# What You Need:
→ Lentils
01 - 1 cup dried black lentils, rinsed
02 - 3 cups water
03 - 1 bay leaf
04 - ½ teaspoon salt
→ Roasted Vegetables
05 - 1 medium red bell pepper, diced
06 - 1 medium zucchini, diced
07 - 1 small red onion, cut into wedges
08 - 1 small carrot, diced
09 - 2 tablespoons olive oil
10 - ½ teaspoon ground black pepper
11 - ½ teaspoon salt
→ Salad Additions
12 - ½ cup cherry tomatoes, halved
13 - ¼ cup fresh parsley, chopped
14 - 2 tablespoons feta cheese, crumbled
→ Dressing
15 - 2 tablespoons extra-virgin olive oil
16 - 1½ tablespoons fresh lemon juice
17 - 1 teaspoon Dijon mustard
18 - 1 garlic clove, minced
19 - ½ teaspoon honey or maple syrup
20 - Salt and pepper to taste
# Directions:
01 - Preheat oven to 425°F.
02 - Spread diced bell pepper, zucchini, red onion wedges, and carrot on a baking sheet. Drizzle with olive oil, season with salt and pepper, and toss thoroughly to coat evenly.

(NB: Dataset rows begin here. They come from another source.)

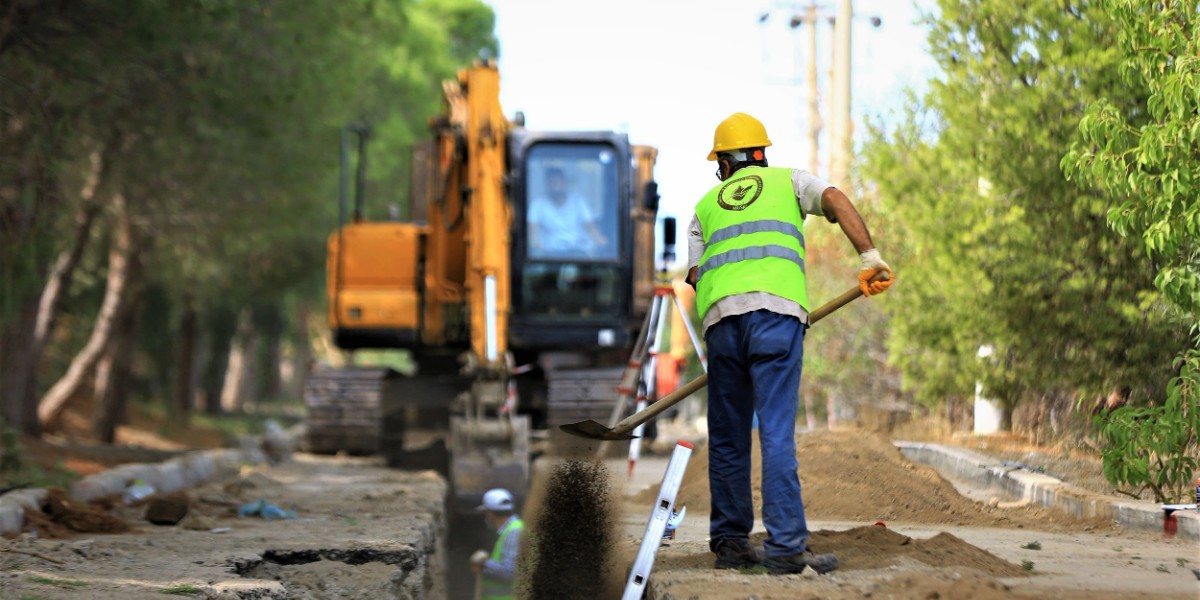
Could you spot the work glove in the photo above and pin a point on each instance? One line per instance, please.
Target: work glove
(871, 267)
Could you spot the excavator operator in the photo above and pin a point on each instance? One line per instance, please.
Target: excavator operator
(745, 247)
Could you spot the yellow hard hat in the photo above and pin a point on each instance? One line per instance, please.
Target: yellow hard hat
(738, 131)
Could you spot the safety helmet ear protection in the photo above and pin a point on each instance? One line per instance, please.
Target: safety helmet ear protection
(731, 161)
(736, 132)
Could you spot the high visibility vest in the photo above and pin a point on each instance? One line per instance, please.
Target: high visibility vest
(493, 588)
(754, 238)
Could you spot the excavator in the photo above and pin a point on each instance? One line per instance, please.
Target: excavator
(514, 327)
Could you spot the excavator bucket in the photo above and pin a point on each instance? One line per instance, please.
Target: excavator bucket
(487, 454)
(594, 430)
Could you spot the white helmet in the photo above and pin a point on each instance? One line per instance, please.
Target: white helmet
(496, 499)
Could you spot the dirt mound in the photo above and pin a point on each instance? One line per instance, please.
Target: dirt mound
(879, 547)
(61, 516)
(871, 483)
(567, 550)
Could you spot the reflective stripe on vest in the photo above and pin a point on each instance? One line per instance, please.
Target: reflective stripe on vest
(497, 589)
(754, 238)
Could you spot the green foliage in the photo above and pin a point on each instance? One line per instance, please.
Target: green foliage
(1000, 247)
(1152, 166)
(16, 471)
(1146, 157)
(58, 582)
(219, 121)
(1155, 448)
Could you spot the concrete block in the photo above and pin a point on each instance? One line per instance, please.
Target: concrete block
(201, 467)
(171, 477)
(99, 486)
(31, 497)
(1047, 491)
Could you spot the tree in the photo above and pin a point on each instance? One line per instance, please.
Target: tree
(1002, 250)
(1147, 159)
(217, 121)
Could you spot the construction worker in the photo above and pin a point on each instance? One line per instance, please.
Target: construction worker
(745, 249)
(498, 568)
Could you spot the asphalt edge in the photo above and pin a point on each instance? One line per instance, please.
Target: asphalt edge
(171, 475)
(1047, 491)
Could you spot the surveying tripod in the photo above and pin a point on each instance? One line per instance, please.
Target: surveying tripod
(639, 382)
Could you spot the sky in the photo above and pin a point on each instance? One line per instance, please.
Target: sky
(666, 72)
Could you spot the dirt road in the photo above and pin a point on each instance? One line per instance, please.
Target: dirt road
(363, 531)
(367, 532)
(936, 543)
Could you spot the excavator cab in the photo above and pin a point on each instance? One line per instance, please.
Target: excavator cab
(517, 287)
(571, 252)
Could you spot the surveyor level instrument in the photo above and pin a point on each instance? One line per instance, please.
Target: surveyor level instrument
(624, 429)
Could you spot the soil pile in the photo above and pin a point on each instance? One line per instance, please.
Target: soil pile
(61, 516)
(567, 552)
(879, 547)
(873, 481)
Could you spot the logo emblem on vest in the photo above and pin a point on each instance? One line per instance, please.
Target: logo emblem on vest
(739, 193)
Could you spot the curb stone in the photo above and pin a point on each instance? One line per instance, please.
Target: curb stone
(1047, 491)
(172, 475)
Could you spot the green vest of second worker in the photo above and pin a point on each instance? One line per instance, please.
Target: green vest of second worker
(754, 238)
(493, 588)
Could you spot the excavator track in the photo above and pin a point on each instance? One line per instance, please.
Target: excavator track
(352, 411)
(581, 394)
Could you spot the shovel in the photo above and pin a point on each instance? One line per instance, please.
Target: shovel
(594, 430)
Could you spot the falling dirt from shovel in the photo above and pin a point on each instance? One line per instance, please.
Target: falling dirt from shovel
(568, 545)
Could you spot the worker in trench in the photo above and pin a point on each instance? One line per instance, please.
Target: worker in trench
(745, 247)
(498, 568)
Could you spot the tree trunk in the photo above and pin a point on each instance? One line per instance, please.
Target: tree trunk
(185, 369)
(63, 273)
(301, 354)
(115, 295)
(114, 377)
(270, 339)
(222, 327)
(58, 283)
(832, 409)
(16, 369)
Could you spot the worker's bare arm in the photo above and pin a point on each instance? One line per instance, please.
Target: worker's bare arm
(835, 204)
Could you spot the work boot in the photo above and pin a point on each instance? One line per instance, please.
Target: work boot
(732, 553)
(796, 563)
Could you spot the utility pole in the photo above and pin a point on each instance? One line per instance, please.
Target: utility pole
(840, 135)
(810, 18)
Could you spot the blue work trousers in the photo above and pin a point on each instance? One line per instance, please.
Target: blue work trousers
(754, 366)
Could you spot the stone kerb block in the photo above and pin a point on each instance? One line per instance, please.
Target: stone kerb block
(199, 467)
(99, 486)
(171, 477)
(12, 508)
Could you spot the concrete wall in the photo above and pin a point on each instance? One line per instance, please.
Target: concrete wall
(1047, 491)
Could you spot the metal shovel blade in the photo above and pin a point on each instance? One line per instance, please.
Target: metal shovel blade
(594, 430)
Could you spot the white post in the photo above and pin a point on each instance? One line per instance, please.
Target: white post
(988, 413)
(490, 318)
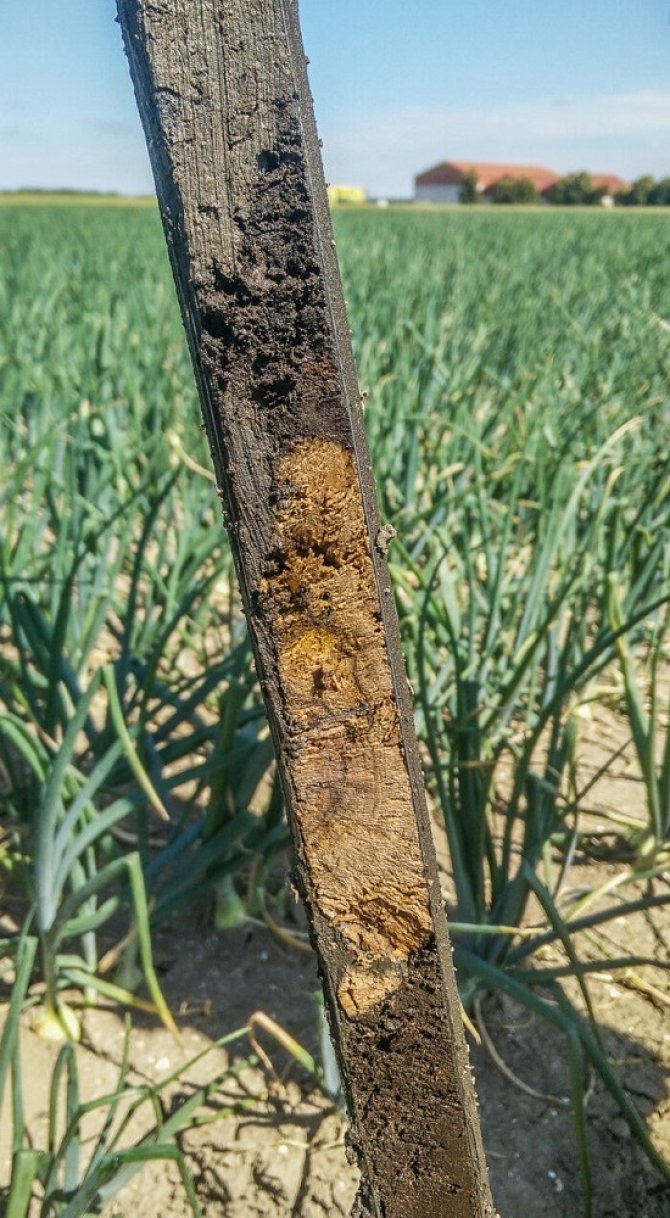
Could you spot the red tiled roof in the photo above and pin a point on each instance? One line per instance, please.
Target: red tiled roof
(450, 173)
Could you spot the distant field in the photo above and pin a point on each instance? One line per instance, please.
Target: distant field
(515, 367)
(62, 199)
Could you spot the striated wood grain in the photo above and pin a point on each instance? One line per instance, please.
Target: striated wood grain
(223, 94)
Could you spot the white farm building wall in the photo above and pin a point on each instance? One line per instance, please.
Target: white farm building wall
(436, 194)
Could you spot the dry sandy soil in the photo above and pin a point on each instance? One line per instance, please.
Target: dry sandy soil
(284, 1155)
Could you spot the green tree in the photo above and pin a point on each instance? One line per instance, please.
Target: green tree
(468, 190)
(513, 190)
(575, 189)
(659, 194)
(637, 194)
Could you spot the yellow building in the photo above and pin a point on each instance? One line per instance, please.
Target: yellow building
(338, 195)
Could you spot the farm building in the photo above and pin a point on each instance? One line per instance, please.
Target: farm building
(441, 184)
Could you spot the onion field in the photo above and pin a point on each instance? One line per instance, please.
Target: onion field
(517, 375)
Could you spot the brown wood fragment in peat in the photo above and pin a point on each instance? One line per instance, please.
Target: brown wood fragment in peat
(223, 94)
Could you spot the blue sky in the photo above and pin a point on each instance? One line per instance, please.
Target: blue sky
(397, 87)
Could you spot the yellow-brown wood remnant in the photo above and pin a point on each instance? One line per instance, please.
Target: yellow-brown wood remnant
(224, 100)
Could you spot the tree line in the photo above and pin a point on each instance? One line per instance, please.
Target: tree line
(574, 189)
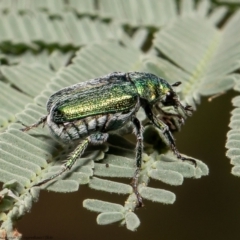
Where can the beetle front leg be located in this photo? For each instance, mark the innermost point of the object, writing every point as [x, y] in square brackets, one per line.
[97, 138]
[167, 134]
[139, 149]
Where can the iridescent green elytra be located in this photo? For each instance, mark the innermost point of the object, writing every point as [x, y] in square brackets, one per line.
[88, 111]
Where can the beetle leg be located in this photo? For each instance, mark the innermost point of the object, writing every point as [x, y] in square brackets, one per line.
[40, 121]
[97, 138]
[167, 134]
[139, 149]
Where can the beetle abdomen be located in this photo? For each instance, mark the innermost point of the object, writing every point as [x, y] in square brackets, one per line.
[79, 129]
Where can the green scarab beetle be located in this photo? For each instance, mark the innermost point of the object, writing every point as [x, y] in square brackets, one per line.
[88, 111]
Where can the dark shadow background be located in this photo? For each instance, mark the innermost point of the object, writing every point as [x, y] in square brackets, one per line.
[206, 208]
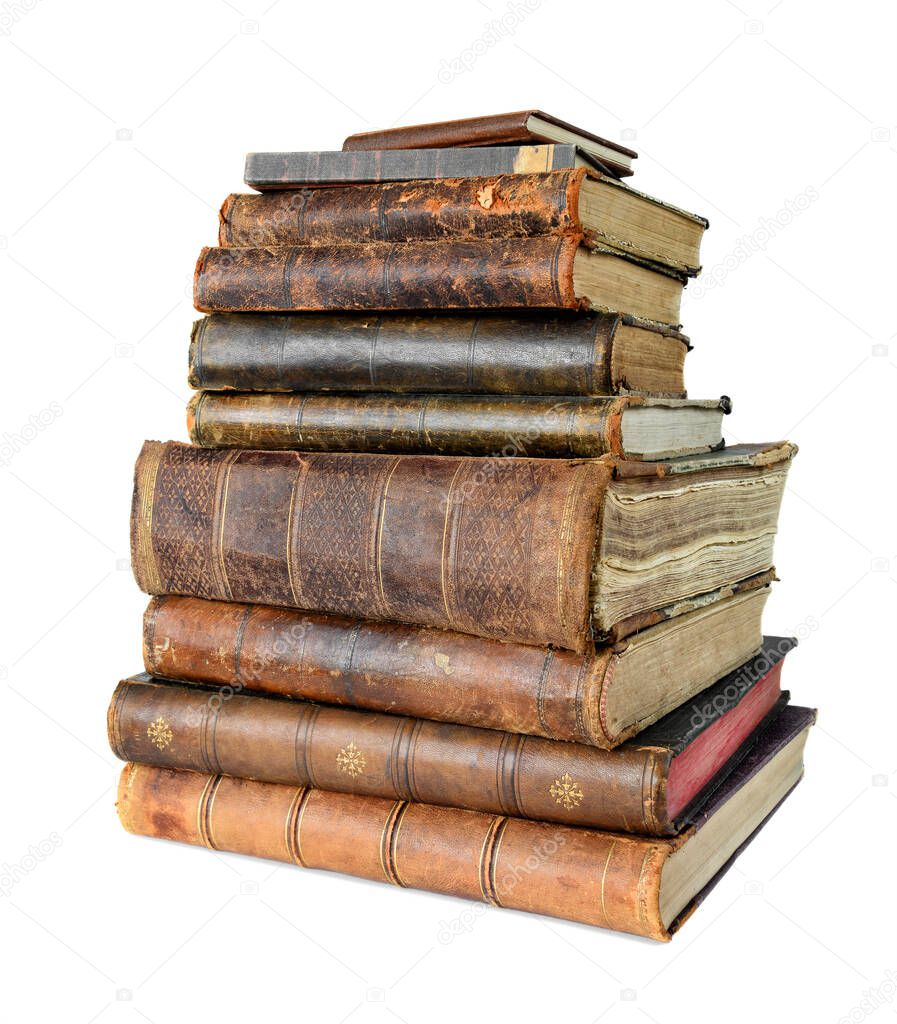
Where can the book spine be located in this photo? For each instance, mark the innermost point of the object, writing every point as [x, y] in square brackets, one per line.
[444, 209]
[489, 354]
[500, 548]
[545, 428]
[406, 670]
[338, 749]
[485, 273]
[510, 862]
[297, 170]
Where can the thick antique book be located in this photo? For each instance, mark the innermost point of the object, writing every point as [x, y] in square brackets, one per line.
[498, 129]
[646, 886]
[298, 170]
[648, 785]
[540, 551]
[545, 271]
[505, 206]
[599, 698]
[629, 426]
[489, 353]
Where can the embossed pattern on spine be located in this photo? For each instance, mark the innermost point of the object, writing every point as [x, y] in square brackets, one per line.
[344, 750]
[495, 207]
[462, 544]
[595, 878]
[486, 273]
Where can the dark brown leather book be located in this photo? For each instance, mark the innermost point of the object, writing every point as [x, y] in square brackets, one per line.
[498, 129]
[599, 698]
[493, 353]
[647, 785]
[545, 271]
[298, 170]
[646, 886]
[504, 206]
[632, 427]
[541, 551]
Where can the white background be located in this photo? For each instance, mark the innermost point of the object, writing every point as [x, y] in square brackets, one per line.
[125, 126]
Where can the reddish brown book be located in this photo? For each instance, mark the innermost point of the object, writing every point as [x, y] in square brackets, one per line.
[646, 886]
[498, 129]
[598, 698]
[540, 551]
[503, 206]
[544, 271]
[647, 785]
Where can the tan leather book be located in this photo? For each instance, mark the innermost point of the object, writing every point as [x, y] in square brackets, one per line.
[502, 206]
[599, 698]
[488, 353]
[629, 426]
[497, 129]
[544, 271]
[649, 784]
[540, 551]
[632, 884]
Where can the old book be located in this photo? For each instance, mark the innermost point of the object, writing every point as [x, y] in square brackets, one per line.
[632, 426]
[601, 209]
[647, 785]
[599, 698]
[498, 129]
[492, 353]
[546, 271]
[298, 170]
[646, 886]
[541, 551]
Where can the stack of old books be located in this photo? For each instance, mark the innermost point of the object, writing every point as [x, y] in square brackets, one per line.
[455, 589]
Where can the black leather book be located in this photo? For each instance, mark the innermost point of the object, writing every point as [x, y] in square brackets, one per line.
[294, 170]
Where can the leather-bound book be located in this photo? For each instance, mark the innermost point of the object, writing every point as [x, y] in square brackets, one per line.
[545, 271]
[539, 551]
[337, 167]
[630, 426]
[649, 785]
[498, 129]
[598, 698]
[502, 206]
[488, 353]
[646, 886]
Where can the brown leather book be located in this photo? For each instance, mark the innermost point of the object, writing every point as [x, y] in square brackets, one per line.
[492, 353]
[541, 551]
[544, 271]
[599, 698]
[647, 785]
[501, 206]
[497, 129]
[646, 886]
[630, 426]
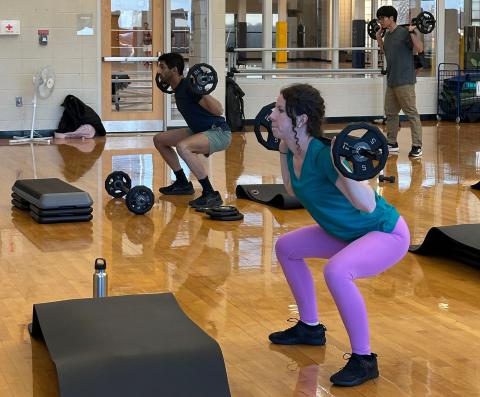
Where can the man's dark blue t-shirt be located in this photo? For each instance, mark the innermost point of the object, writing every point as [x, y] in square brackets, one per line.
[198, 118]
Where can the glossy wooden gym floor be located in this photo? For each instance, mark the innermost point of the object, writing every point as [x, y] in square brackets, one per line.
[424, 312]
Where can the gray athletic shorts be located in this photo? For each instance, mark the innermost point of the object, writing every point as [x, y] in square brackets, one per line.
[218, 138]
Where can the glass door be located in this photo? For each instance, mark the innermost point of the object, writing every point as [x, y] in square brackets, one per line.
[132, 32]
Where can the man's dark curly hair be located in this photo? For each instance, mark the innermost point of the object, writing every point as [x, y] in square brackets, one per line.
[387, 11]
[173, 59]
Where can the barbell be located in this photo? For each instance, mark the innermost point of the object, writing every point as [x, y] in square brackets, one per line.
[356, 157]
[424, 22]
[202, 77]
[139, 199]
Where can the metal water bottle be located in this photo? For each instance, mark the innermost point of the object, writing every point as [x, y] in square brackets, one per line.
[100, 279]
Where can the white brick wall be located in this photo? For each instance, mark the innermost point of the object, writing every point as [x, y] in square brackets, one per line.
[343, 96]
[73, 57]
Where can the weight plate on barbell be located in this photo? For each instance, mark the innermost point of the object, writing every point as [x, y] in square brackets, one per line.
[425, 22]
[203, 78]
[140, 199]
[117, 183]
[262, 125]
[360, 157]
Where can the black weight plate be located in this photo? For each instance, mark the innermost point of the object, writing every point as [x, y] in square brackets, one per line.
[236, 217]
[163, 85]
[117, 184]
[262, 123]
[203, 78]
[362, 167]
[140, 199]
[426, 22]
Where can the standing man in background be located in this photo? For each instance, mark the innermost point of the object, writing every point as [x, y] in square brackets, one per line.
[398, 45]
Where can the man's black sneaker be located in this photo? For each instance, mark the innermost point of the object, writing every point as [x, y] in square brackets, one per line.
[177, 188]
[415, 152]
[300, 334]
[393, 147]
[209, 200]
[358, 370]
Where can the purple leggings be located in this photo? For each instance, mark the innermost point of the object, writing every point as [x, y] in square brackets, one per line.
[365, 257]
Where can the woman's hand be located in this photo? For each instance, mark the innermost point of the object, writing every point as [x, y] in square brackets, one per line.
[283, 147]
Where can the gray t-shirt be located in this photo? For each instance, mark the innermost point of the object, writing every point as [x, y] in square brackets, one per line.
[398, 48]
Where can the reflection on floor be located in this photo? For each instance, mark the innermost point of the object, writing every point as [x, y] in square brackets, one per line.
[423, 312]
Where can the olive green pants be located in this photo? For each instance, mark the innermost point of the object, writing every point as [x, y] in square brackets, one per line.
[402, 98]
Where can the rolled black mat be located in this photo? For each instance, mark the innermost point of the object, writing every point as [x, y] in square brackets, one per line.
[274, 195]
[461, 242]
[124, 346]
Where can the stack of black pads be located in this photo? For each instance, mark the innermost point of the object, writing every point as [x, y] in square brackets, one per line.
[52, 200]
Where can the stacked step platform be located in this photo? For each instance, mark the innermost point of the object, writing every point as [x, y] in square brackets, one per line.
[52, 200]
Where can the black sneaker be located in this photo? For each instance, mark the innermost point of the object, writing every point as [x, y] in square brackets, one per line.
[209, 200]
[300, 334]
[177, 188]
[358, 370]
[393, 147]
[415, 152]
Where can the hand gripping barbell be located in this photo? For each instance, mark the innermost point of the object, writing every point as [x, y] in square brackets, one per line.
[357, 158]
[139, 200]
[202, 78]
[424, 22]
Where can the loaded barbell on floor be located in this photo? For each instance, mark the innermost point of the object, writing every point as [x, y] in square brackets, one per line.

03 - Roast vegetables for 25 to 30 minutes, stirring halfway through cooking, until tender with light caramelization on edges.
04 - Place lentils, water, and bay leaf in a saucepan. Bring to a boil over high heat, then reduce to low heat and simmer uncovered for 20 to 25 minutes until lentils are tender but retain their shape. Drain excess liquid and discard bay leaf. Stir in salt while lentils are still warm.
05 - In a small bowl, whisk together extra-virgin olive oil, fresh lemon juice, Dijon mustard, minced garlic, honey, and salt and pepper until well emulsified.
06 - Combine warm cooked lentils, roasted vegetables, halved cherry tomatoes, and fresh parsley in a large mixing bowl. Pour dressing over salad and gently toss to distribute evenly. Garnish with crumbled feta cheese if desired.
07 - Serve salad while warm or allow to cool to room temperature before serving.